«Chaque artiste crée ses précurseurs. Son travail modifie notre conception du passé autant que celle du futur». Jorge Luis Borges

vendredi 17 août 2012

Graun: Montezuma chez Arthaus.

Graun, C H: Montezuma


Graun: Montezuma
Alexandra Papadjiakou (Montezuma); Sophie Boulin (Eupaforice); Gudrun Sieber (Erissena); Catherine Gayer (Tezeuco); Barbara Vogel (Pilpatoè); Walton Grönroos (Ferdinando Cortes)
Orchestra of the Deutsch Oper Berlin
Hans Hilsdorf, direction
Herbert Wernicke, mise en scène et direction artistique
Arthaus 101 629 (DVD)

Cette production d’un opéra de Carl Heinrich Graun est une découverte à deux niveaux : d’abord l’œuvre elle-même. Les opéras de Graun sont raremement enregistrés, encore moins montés pour la scène. Puis, parce qu’il s’agit d’une captation réalisée en 1982! Les ensembles baroques ne pullulaient pas à l’époque, et la recherche d’authenticité musicale ne faisait pas encore l’unanimité. Si bien que l’on se retrouve avec une musique composée au milieu du 18e siècle et jouée par un orchestre résolument ancré dans le 20e. Ceci dit, le résultat demeure très attrayant et les tempi sont suffisamment dynamiques pour que l’expérience soit quand même satisfaisante à nos oreilles contemporaines.

Montezuma a été donné pour la première fois en 1755, sur une musique de Graun, bien entendu, mais aussi sur un livret de….. Frédéric le Grand!

L’histoire de Montezuma, cet empereur aztèque réputé bienveillant qui pensait avant tout au bien de son peuple, avait de quoi attirer Frédéric. On y raconte l’histoire de Montezuma, qui tout en préparant son mariage à Eupaforice, voit arriver sur ses côtes les Espagnols, menés par le cruel Cortes. Celui-ci va bien sûr trahir la confiance un peu naïve que Montezuma avait placée en lui, entraînant ainsi la chute de son royaume et, ironiquement, le massacre de son peuple. Triste fin pour un monarque si bien intentionné.

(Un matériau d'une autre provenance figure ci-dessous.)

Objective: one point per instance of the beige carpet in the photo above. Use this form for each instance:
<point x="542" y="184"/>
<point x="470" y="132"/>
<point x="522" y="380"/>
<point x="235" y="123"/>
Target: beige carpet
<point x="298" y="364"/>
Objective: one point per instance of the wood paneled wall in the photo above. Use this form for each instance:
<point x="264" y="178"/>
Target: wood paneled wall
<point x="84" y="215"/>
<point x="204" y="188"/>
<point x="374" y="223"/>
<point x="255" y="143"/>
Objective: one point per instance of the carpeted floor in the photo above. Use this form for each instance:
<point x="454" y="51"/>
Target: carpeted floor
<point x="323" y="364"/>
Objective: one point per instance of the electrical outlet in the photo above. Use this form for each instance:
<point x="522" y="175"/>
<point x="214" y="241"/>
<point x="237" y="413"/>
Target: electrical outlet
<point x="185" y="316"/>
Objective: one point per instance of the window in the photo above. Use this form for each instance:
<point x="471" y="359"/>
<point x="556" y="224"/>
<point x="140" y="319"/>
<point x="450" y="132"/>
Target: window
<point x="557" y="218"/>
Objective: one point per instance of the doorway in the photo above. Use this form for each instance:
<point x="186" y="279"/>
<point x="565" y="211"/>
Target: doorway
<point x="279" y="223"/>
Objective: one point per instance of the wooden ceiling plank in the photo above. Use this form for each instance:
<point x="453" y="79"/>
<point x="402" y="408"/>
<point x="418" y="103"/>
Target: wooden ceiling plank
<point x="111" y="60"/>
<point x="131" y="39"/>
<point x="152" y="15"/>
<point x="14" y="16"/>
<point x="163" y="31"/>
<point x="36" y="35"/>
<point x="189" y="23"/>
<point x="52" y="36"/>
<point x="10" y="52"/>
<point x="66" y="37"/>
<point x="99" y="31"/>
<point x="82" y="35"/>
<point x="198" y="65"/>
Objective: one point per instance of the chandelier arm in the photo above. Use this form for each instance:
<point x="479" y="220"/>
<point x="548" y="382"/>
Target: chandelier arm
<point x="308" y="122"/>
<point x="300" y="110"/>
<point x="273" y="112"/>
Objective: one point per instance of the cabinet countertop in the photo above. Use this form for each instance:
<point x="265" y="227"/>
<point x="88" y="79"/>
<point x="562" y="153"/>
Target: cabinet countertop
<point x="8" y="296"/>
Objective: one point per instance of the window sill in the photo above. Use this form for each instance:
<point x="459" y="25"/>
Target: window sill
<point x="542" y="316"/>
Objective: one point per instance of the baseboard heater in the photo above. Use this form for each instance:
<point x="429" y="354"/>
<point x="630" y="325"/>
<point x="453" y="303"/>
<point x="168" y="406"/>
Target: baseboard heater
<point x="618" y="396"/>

La mise en scène transpose l’action dans un contexte résolument européen. Pas de costumes à plumes, ni de fausse jungle. Les Aztèques ont des perruques poudrées et des costumes de cour du 18e siècle. Ce choix se justifie en ce sens que le livret cherchait manifestement à rapprocher l’Empereur germanique, par sa « bienveillance » et sa « bonté », au grand monarque aztèque. Le conflit contre Cortes et ses hordes assoiffées d’or et de sang, ne pouvait qu’être rapproché du conflit de la Guerre de Sept ans, qui devait s’amorcer une année plus tard en 1756, opposant la Prusse et l’Autriche. Ce que Frédéric ignorait au moment de rédiger le livret, les producteurs de 1982 le savaient, eux! Ils ont ainsi offert au texte de Frédéric une dimension prémonitoire peut-être un peu exagérée, mais historiquement signifiante.

La prise de vue date un peu. Nos standards visuels actuels sont infiniment plus pointus. Mais puisqu’il s’agit de la seule version filmée dont nous disposions, la bonne qualité du nettoyage numérique fera l’affaire en attendant autre chose.

Heureusement, la qualité des décors et des costumes est indéniable, ainsi que la mise en scène, qui se permet quelques moments fort touchants et même poignants. Les solistes sont crédibles et possèdent de très beaux instruments vocaux.